American basketball player (born 1968)

Shaun Garin Vandiver (born June 15, 1968) is a retired American college and professional basketball player and currently an assistant basketball coach for Weber State. Vandiver served as the head basketball coach at Emporia State University from 2011 to 2018. Born in Chicago, the Bolingbrook, Illinois native was selected 25th overall in the 1991 NBA draft, from Hutchinson Community College and the University of Colorado Boulder. A 6 ft 10 in, 240 lb power forward was also an outstanding basketball player in the European leagues in Italy (for Mangiaebevi Bologna in 1991–92 and Pfizer Reggio Calabria in 1994–95) and Spain (Caja Bilbao in 1995–96).

==College career==
Vandiver played one season for the Hutchinson Community College Blue Dragons, before transferring to the University of Colorado Boulder. He was the Big Eight Conference's rookie of the year in 1988, and was a two time First Team All Big 8 selection in 1990 and 1991. In his final season in 1990–91, he led Colorado to a third-place finish in the National Invitation Tournament. Prior to that, Colorado had not been to the National Invitation Tournament semifinals in 22 years.

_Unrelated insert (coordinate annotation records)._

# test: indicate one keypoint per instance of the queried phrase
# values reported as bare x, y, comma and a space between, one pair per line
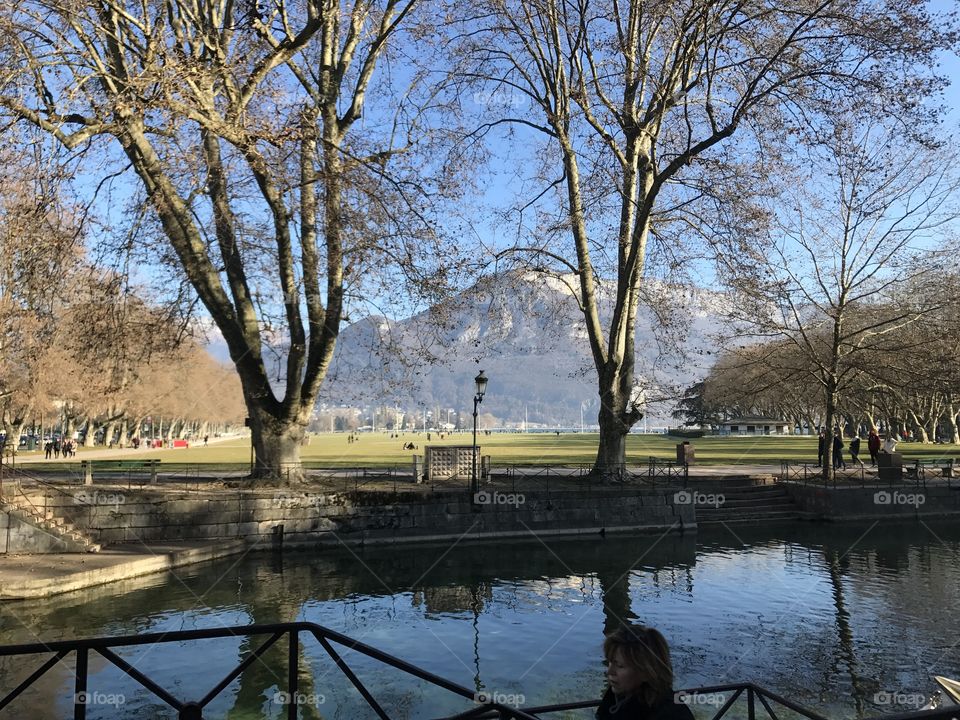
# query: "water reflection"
831, 616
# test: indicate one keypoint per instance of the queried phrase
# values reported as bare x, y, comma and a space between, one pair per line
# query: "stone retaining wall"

Vandiver was third on the Buffaloes' all-time scoring list until being surpassed in early 2008 by Richard Roby.

==Professional career==
Vandiver was selected 25th overall in the 1991 NBA draft by the Golden State Warriors, but did not play for them. He wound up playing the next nine years for various teams in Europe.

==Coaching career==
In April 2011, Vandiver was named the head men's basketball coach at Emporia State University. Previously in the 2010–11 season, Vandiver was an assistant to head coach Leon Rice at Boise State. Prior to that he served as an assistant to Steve McClain (under whom he played at Hutchinson CC) at the University of Wyoming, a position he held since 2005. Vandiver was a graduate assistant coach with Wyoming in 2002–03, and a full-time assistant coach at Bowling Green in 2003–04, and Northern Colorado in 2004–05. Vandiver returned to Wyoming as an assistant coach in April 2018. On June 9, 2025, Vandiver was hired as an assistant coach at Weber State.

==Head coaching record==

Statistics overview
| Season | Team | Overall | Conference | Standing | Postseason |
Emporia State Hornets (MIAA) (2011–2018)
| 2011–12 | Emporia State | 9–18 | 5–17 |  |  |
| 2012–13 | Emporia State | 13–14 | 8–11 |  |  |
| 2013–14 | Emporia State | 18–13 | 10–10 |  |  |
| 2014–15 | Emporia State | 12–16 | 5–14 |  |  |
| 2015–16 | Emporia State | 13–16 | 10–12 |  |  |
| 2016–17 | Emporia State | 13–16 | 9–12 |  |  |
| 2017–18 | Emporia State | 9–19 | 4–15 |  |  |
| Emporia State: |  | 87–112 | 51–91 |  |  |  |  |  |
| Total: |  | 87–112 |  |  |  |  |  |  |  |
National champion Postseason invitational champion Conference regular season champion Conference regular season and conference tournament champion Division regular season champion Division regular season and conference tournament champion Conference tournament champion

==Personal==
Vandiver has five children with his wife Danielle.